N OUS sommes le 18 octobre 1356. D'après les chroniques contemporaines, un premier tremblement de terre se produit à « l'heure du souper », vers 19 heures, préparant le terrain pour un second encore plus intense, à « l'heure du coucher », vers 22 heures.
D'intensité comparable au tremblement de terre qui s'est produit il y a deux ans à Izmit, en Turquie, celui de Bâle détruisit une quarantaine de châteaux médiévaux, un grand nombre d'églises et de clochers sur des distances de 200 km aux alentours de la ville. Or, selon une étude menée par des chercheurs suisses et français, publiée dans la revue « Science » (14 septembre), cette faille active, sous-jacente aux banlieues et forêts directement au sud de Bâle, s'agite encore.
Repérée au niveau du sol par une escarpe, cette faille active, « la faille de Bâle-Reinach », a provoqué trois ruptures successives qui, selon les chercheurs, auraient soulevé la surface terrestre de 1,8 m au cours des derniers 8 500 ans. « Bâle ne subira pas forcément un séisme massif au cours de notre siècle », déclare toutefois l'un des auteurs de l'étude, Peter Huggenberger, de l'université de Bâle. Mais l'importante présence d'industries nucléaires et chimiques dans la région fait craindre le pire.
Des industries à risque
Tout en soulignant qu'ils ne peuvent prédire en toute certitude le prochain tremblement de terre, les chercheurs déclarent que le modèle sismique identifié par l'étude offre à la région un intervalle de temps pour sauvegarder les infrastructures et pour établir des consignes d'urgence. Le responsable de l'étude, Mustapha Meghraoui, de l'université de Strasbourg, explique en effet que le modèle sismique décrit mène à une « récurrence d'environ 1 500 à 2 500 ans pour un tremblement du même type que celui de 1356 ».

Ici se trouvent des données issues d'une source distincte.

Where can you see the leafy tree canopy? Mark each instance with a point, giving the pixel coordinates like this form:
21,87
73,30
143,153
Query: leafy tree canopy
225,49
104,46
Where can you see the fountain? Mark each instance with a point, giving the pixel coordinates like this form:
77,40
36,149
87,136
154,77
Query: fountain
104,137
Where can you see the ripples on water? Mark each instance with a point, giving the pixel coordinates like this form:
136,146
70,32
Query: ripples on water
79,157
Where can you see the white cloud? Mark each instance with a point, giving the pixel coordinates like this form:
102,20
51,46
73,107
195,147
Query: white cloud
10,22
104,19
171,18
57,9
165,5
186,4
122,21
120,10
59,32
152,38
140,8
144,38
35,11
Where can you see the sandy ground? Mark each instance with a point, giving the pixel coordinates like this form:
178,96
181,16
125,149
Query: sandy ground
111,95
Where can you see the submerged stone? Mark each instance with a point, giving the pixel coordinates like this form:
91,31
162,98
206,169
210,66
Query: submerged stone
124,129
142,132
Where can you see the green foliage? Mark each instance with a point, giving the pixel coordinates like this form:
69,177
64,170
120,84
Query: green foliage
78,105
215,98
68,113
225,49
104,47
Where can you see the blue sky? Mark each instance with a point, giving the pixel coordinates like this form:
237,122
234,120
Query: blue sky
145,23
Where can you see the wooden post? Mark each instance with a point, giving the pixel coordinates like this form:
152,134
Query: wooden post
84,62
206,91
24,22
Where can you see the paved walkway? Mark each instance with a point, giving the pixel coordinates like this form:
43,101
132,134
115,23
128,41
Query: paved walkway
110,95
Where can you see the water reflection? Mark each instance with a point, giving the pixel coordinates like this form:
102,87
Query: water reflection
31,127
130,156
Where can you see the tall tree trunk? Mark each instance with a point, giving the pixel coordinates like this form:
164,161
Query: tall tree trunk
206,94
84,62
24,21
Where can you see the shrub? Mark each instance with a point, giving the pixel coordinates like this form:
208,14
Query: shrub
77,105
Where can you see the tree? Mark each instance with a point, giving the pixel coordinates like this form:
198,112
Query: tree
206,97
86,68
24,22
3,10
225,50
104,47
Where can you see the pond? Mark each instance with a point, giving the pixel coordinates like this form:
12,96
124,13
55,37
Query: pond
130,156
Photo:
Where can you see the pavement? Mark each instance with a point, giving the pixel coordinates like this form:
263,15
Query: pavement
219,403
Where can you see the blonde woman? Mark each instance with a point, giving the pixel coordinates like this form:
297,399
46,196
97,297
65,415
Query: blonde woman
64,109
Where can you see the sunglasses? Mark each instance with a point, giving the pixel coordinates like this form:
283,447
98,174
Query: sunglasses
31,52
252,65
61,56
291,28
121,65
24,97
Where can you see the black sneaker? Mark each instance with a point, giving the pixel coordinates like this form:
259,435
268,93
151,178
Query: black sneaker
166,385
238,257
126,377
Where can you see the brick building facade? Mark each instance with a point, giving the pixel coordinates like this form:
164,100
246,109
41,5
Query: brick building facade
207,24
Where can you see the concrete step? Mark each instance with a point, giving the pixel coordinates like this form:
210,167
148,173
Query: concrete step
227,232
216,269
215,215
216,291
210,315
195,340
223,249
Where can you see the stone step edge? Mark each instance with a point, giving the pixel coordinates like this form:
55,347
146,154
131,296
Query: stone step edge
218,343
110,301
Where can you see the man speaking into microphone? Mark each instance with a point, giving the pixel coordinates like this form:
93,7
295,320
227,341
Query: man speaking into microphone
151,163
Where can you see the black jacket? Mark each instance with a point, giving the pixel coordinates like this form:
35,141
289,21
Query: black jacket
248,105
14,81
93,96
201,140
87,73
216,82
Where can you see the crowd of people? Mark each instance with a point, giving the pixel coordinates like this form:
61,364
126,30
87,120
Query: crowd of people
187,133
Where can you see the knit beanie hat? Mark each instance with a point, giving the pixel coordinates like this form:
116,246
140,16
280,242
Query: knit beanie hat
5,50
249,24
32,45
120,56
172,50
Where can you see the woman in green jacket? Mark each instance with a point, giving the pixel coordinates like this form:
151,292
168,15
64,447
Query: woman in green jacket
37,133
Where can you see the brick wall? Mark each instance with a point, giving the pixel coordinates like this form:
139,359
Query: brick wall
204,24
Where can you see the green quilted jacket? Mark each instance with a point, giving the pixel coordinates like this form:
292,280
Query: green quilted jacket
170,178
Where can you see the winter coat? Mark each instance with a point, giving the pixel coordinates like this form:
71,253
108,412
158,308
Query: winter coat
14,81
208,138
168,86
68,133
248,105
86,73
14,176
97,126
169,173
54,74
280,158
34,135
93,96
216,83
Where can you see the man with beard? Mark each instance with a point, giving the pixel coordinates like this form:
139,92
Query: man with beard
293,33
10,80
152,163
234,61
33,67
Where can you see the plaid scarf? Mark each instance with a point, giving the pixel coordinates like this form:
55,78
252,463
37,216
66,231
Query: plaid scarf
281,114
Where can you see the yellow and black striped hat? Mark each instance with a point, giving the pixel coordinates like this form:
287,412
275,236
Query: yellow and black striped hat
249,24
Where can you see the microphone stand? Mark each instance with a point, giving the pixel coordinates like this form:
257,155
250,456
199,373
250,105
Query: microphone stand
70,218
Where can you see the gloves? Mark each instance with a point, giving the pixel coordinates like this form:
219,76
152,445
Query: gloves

Par ailleurs, la Suisse possède un service national de sismologie assez efficace puisqu'il gère deux réseaux de surveillance sismique. Le réseau des forts séismes, créé en 1992, se compose de plus de 90 stations chargées de mesurer les tremblements de terre relativement importants. Quant au second réseau, il comporte 27 sismographes ultrasensibles reliés à un système d'alarme. Par exemple, en cas de séisme d'une magnitude supérieure à trois sur l'échelle de Richter, l'alarme est donnée à l'Office fédéral de l'économie des eaux, qui s'occupe notamment de surveiller les barrages.
A partir du Jura suisse au sud de Bâle, la faille d'escarpement de Bâle-Reinach s'étend sur au moins huit kilomètres. Elle se prolonge vers le nord-est, franchit une vallée d'effondrement au sud du Rhin (le graben du Rhin) puis traverse la vallée de Birs. Selon les experts, elle fait partie d'une couche sismique plus importante. La recherche de l'origine précise du tremblement de terre de 1356 n'a pas été facile puisque la faille est partiellement obscurcie par des forêts alpestres denses. Les scientifiques ont d'abord étudié les déformations que la faille de Bâle-Reinach a provoquées en surface, y compris les méandres anciens de la rivière Birs toute proche. Les traces d'écoulement d'eau le long de l'escarpe ont d'abord servi d'indications quant au type de faille du graben du Rhin : les ruisseaux tributaires de la Birs creusent de courtes mais profondes entailles à la surface est de l'escarpe, tandis qu'à l'ouest, la pente plus douce présente des ruisseaux en longs méandres. Pour les experts, de telles caractéristiques de drainage suggèrent une « faille active normale ».